Tukukkk

I have a dictionary (with 10k+ words) and a passage (with 10M+ words). I want to replace all words which don't appear in the dictionary with <unk>.

I tried str.maketrans but its key should be a single char.

Then I tried this https://stackoverflow.com/a/40348578/5634636 but the regex is extremely slow.

Are there better solutions?

We break down the problem into two parts :

• Given the list of words, passage, find the indices, i for which passage[i] is not in another list of words dictionary.


• Then simpy put <unk> at those indices.

The, major work is required in 1. To do that, we first convert the list of strings to 2D numpy arrays, so that we can carry out the operations efficiently. Also, we sort the dictionary which is required below in binary search.
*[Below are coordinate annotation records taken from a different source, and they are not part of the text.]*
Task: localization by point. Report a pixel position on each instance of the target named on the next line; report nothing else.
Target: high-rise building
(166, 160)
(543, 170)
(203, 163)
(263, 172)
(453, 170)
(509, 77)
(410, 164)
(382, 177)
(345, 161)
Also, we pad the dictionary with 0s to have the same number of columns as passage_enc.

# assume passage, dictionary are initially lists of words

passage = np.array(passage)  # np array of dtype='<U4'

passage_enc = passage.view(np.uint8).reshape(-1, passage.itemsize)[:, ::4]  # 2D np array of size len(passage) x max(len(x) for x in passage), with ords of chars



dictionary = np.array(dictionary)

dictionary = np.sort(dictionary)    

dictionary_enc = dictionary.view(np.uint8).reshape(-1, dictionary.itemsize)[:, ::4]

pad = np.zeros((len(dictionary), passage_enc.shape[1] - dictionary_enc.shape[1]))    

dictionary_enc = np.hstack([dictionary_enc, pad]).astype(np.uint8)

Then we just iterate over passage, and check if the string(now an array) is in dictionary. It will take O(n * m), n, m being the sizes of passage and dictionary respectively.
But, we can improve this by sorting dictionary before hand and doing a binary search in that. So, it becomes O(n * logm).

Also, we JIT compile the code to make it faster. Below, I use numba.

import numba as nb

import numpy as np



@nb.njit(cache=True)  # cache as being used multiple times

def smaller(a, b):

    n = len(a)

    i = 0

    while(i<n and a[i] == b[i]):

        i+=1

    if(i==n):

        return False

    return a[i] < b[i]



@nb.njit(cache=True)

def bin_index(array, item):

    first, last = 0, len(array) - 1



    while first <= last:

        mid = (first + last) // 2

        if np.all(array[mid] == item):

            return mid



        if smaller(item, array[mid]):

            last = mid - 1

        else:

            first = mid + 1



    return -1



@nb.njit(cache=True)

def replace(dictionary, passage):

    unknown_indices = 

    n = len(passage)

    for i in range(n):

        ind = bin_index(dictionary, passage[i])

        if(ind == -1):

            unknown_indices.append(i)

    return unknown_indices

Check it on sample data

import nltk

emma = nltk.corpus.gutenberg.words('austen-emma.txt')

passage = np.array(emma)

passage = np.repeat(passage, 50)  # bloat coprus to have around 10mil words

passage_enc = passage.view(np.uint8).reshape(-1, passage.itemsize)[:, ::4]



persuasion = nltk.corpus.gutenberg.words('austen-persuasion.txt')

dictionary = np.array(persuasion)

dictionary = np.sort(dictionary)  # sort for binary search



dictionary_enc = dictionary.view(np.uint8).reshape(-1, dictionary.itemsize)[:, ::4]

pad = np.zeros((len(dictionary), passage_enc.shape[1] - dictionary_enc.shape[1]))



dictionary_enc = np.hstack([dictionary_enc, pad]).astype(np.uint8)  # pad with zeros so as to make dictionary_enc and passage_enc of same shape[1]

Size of both passage and dictionary, finally come out to be of the order the OP require, for timing purposes. This call :

unknown_indices = replace(dictionary_enc, passage_enc)

takes 17.028s(including the preprocessing time, obviously not including the time to load the corpora) on my 8 core, 16 G system.

Then, it is simple:

passage[unknown_indices] = "<unk>"

P.S : I guess, we can get a bit more speed by using parallel=True in the njit decorator for replace. I am getting some weird error in that, will edit if I am able to sort it out.